Simultaneous Dual-Channel Tracking Lipid Droplets Dynamic Behaviors and Revealing the Protective Role in Nonalcoholic Fatty Liver in mice

Abstract

Lipophagy, a selective autophagic process, facilitates lipolysis and mitigates hepatocyte steatosis, thereby emerging as a significant research focus for the prevention and treatment of nonalcoholic fatty liver disease (NAFLD). The development of methodologies for real-time monitoring of lipophagy and its dynamic alterations is essential for elucidating its role in lipid metabolism disorders. This study introduces three fluorescent probes with dual-channel responsiveness to pH and viscosity, among which probe D-VP was identified as the most promising candidate. This is attributed to its straightforward one-step synthesis, substantial Stokes shift (199 nm), and minimal signal crosstalk between the two channels (Δλ = 130 nm). D-VP demonstrates excellent lipid droplet targeting capability, allowing for sensitive tracking of dynamic processes such as lipid droplet formation, accumulation, and degradation. Changes in dual-channel fluorescence signals can indicate the start and progression of lipophagy, marked by decreased fluorescence in the viscosity channel and increased fluorescence in the pH channel. Imaging with this probe showed higher viscosity and lower pH in the liver tissues of mice with NAFLD, suggesting its potential for NAFLD diagnostic imaging.

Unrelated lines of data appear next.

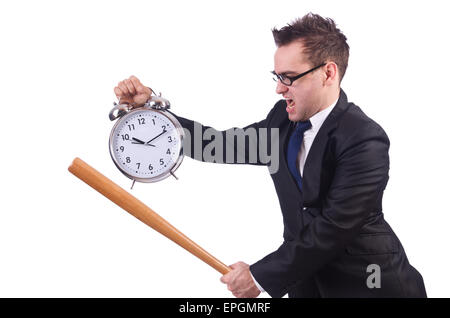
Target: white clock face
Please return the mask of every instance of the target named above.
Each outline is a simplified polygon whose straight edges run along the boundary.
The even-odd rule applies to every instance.
[[[125,174],[133,179],[156,181],[167,176],[177,163],[180,139],[177,128],[166,116],[154,110],[135,110],[116,124],[110,151]]]

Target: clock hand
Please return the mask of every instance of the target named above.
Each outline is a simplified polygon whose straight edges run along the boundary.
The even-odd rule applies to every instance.
[[[145,142],[143,142],[142,140],[140,140],[140,139],[137,139],[137,138],[131,138],[131,139],[133,139],[134,141],[137,141],[138,143],[140,143],[140,144],[145,144]]]
[[[167,132],[167,130],[163,130],[163,132],[160,133],[158,136],[153,137],[152,139],[150,139],[149,141],[147,141],[147,144],[150,143],[150,142],[152,142],[153,140],[155,140],[156,138],[158,138],[158,137],[161,136],[162,134],[165,134],[166,132]]]
[[[132,144],[141,144],[141,145],[146,145],[146,146],[152,146],[152,147],[155,147],[155,145],[152,145],[152,144],[149,144],[149,143],[146,144],[145,142],[143,142],[143,141],[140,140],[140,139],[137,139],[137,138],[134,138],[134,137],[132,137],[131,139],[137,141],[137,142],[131,142]]]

Lipophagy induction led to noticeable changes in liver fluorescence signals, and the fluorescence intensity ratio between channels could assess NAFLD treatment efficacy. High-dose, short-duration autophagy induction proved more effective than low-dose, long-duration treatment. Western blot analysis confirmed that lipophagy-mediated NAFLD reversal primarily occurs through AMPK pathway activation. This probe holds promise as a diagnostic tool for developing precision therapies targeting lipophagy activation in NAFLD.